Oh Teacher is a 1927 American animated comedy short film directed by Walt Disney, starring Oswald the Lucky Rabbit, and distributed by Universal Pictures. The film was reissued in 1932 by Universal Pictures with added music and sound effects. The original version entered the public domain on January 1, 2023.

==Plot==
Oswald rides to his girlfriend's house on a bicycle, picking a flower for her. His girlfriend agrees to go out with him. A school bus picks up a pig to school, after which a mischievous cat harasses a younger cat on the bus by pulling its tail. The school bus driver sabotages the cat with a puff of exhaust fumes, sending him crashing. Angered, he finds another opportunity of mischief by literally using a question mark as a rope to throw Oswald off his bicycle.

The short film.

The cat wastes no time in stealing Oswald's bike. As Oswald chases, the cat loses control and crashes into a pole, turning the bike into a tall unicycle as Oswald's girlfriend falls into a river. As she calls for help, Oswald literally uses her call for help to speedily arrive and rescue her. Unfortunately, she is smitten after the cat uses Oswald as a bridge and saves her. The cat defeats Oswald in a fight, abducts his girlfriend and brings him to school right as it starts. The classroom scene was cut in the reissued version and remains lost.
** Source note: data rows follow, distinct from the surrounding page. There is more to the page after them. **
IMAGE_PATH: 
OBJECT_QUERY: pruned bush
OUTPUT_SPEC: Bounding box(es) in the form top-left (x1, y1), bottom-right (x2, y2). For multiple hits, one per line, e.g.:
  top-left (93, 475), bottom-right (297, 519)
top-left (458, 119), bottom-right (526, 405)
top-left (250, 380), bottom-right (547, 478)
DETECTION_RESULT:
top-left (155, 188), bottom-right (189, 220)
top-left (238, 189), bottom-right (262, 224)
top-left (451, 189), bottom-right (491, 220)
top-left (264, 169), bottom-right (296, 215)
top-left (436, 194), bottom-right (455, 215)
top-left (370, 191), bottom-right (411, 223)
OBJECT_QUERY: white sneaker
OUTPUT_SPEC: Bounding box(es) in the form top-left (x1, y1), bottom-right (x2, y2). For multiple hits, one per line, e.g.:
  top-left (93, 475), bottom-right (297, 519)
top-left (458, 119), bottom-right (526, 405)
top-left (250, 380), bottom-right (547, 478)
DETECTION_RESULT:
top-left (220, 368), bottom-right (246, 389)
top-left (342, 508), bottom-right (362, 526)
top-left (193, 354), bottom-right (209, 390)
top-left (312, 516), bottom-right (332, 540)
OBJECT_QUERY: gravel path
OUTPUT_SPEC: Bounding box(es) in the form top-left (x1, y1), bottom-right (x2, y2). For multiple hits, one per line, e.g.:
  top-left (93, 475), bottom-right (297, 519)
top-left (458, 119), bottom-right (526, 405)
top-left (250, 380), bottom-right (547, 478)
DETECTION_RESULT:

During recess, Oswald arrives at the school for revenge with a brick, intending to assault the cat while he walks out. Unbeknownst to him, the cat is right behind him. As he confronts the cat, he taunts the cat and convinces him that he will give up the brick as an apology, as long as he throws it and catches it. The brick lands on the school's roof, falling into a vent and eventually knocking the cat out. Oswald, not realizing what happened, taunts the unconscious cat until his girlfriend arrives, convinced that Oswald actually defeated the cat. Realizing his good luck, Oswald gloats to his girlfriend about his feat.

==Home media==
After The Walt Disney Company acquired the right to the film and the character from Universal Studios in 2006, the film was released by Walt Disney Studios Home Entertainment on December 11, 2007, on Walt Disney Treasures: The Adventures of Oswald the Lucky Rabbit.